TITLE:  Differentiable Predictive Control

ABSTRACT:

I will introduce differentiable predictive control, a data driven predictive control approach that uses physics-informed deep learning representations for modeling unknown dynamic systems and synthesizing control policies. Differentiable Predictive Control presents an approximate data-driven solution approach to the explicit Model Predictive Control problem as a scalable alternative to multiparametric programming solvers. The optimization of the neural control policy is based on automatic differentiation of the MPC-inspired loss function through a differentiable closed-loop system model. This approach can optimize adaptive neural control policies for time-varying references while satisfying state and input constraints without the prior need of an MPC controller. I will illustrate the methodology through some application examples pertaining to energy efficient buildings.

Aaron Ames

TITLE:  Learning for Safety-Critical Control

ABSTRACT:

Safety is critical on a wide variety of dynamic robotic systems.  Yet, when deploying controllers that have guarantees of safety on these systems, uncertainties in the model and environment can violate these guarantees in practice.    This talk will approach safety-critical control from the perspective of control barrier functions (CBFs)- describing the basic theory and existing applications of this optimization-based control methodology.  To enable guarantees on CBF controllers realized in practice, we will present an approach that fuses learning with CBFs.  Experimental results on robotic systems will be used to illustrate the approach. 
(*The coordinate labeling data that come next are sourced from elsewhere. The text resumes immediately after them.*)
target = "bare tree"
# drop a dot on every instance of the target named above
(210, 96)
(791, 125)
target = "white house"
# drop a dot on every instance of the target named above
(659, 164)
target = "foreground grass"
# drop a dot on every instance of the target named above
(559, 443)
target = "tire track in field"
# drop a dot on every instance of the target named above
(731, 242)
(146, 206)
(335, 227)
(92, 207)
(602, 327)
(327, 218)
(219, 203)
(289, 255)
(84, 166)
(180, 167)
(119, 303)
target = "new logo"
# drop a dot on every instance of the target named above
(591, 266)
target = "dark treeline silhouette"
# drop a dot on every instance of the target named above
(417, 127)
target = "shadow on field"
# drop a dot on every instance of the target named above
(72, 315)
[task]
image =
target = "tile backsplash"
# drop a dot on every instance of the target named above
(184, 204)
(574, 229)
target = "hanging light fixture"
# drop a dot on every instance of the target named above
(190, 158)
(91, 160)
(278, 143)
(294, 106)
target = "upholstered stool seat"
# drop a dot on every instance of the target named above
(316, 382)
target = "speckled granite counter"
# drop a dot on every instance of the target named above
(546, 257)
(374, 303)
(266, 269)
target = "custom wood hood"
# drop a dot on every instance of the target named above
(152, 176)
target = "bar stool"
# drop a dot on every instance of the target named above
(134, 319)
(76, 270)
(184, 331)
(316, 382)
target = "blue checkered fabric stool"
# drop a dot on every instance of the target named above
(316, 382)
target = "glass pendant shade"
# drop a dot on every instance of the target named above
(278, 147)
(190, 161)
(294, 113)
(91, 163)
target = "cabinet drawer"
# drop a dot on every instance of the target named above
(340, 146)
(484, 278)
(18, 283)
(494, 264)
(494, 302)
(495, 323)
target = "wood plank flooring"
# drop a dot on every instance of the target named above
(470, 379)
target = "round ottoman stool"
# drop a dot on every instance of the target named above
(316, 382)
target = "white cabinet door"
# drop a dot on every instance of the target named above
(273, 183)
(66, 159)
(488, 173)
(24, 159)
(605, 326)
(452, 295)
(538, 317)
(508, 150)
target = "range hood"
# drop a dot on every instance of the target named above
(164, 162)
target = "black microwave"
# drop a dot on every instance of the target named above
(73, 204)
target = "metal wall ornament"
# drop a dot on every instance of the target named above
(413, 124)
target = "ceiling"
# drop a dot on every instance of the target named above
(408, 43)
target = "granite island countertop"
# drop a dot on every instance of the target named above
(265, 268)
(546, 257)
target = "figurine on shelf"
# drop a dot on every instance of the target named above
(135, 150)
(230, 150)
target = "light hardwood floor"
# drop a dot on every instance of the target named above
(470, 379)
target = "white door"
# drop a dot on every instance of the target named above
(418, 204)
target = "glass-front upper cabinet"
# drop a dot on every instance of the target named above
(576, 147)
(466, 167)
Ján Drgoňa, Elliott Skomski, Soumya Vasisht, Aaron Tuor, Draguna Vrabie

TITLE:  Stability Analysis of Deep Neural Dynamical Systems

ABSTRACT:

In this work, we analyze the eigenvalue spectra and stability of discrete-time dynamical systems modeled by deep neural networks. We leverage a characterization of deep neural networks as pointwise affine maps, representing network’s Jacobians, making them accessible to classical system analytic methods. As the paper’s main results, we provide necessary and sufficient conditions for local asymptotic stability of deep neural dynamical systems. Further, we identify links between the spectral properties of layer-wise weight parametrizations, different activation functions, and their effect on the overall network’s eigenvalue spectra. We analyze state-space dynamics, attractors, and eigenvalue spectra of neural dynamics s with varying weight initializations, activation functions, bias terms, and depths. The presented method can aid in the principled design of stable neural dynamics for modeling and optimal control.

Sayan Mitra

TITLE:  Interfaces for combining models and data for verification and synthesis

ABSTRACT:

Successes of deep learning and software 2.0 are shifting the interfaces for data and model usage in control design and verification. In this talk, I will discuss problem definitions from purely model-based approaches to more recent variations that allow the use of a combination of models and execution data. One of the findings is that adding model knowledge, such as symmetries, can help boost data-driven verification performance by a factor of 15x. Conversely, using learned abstractions from data, we can expand the reach of model-based verification and synthesis. These findings lead a new set of questions on data-efficiency and robustness in verification and synthesis problems.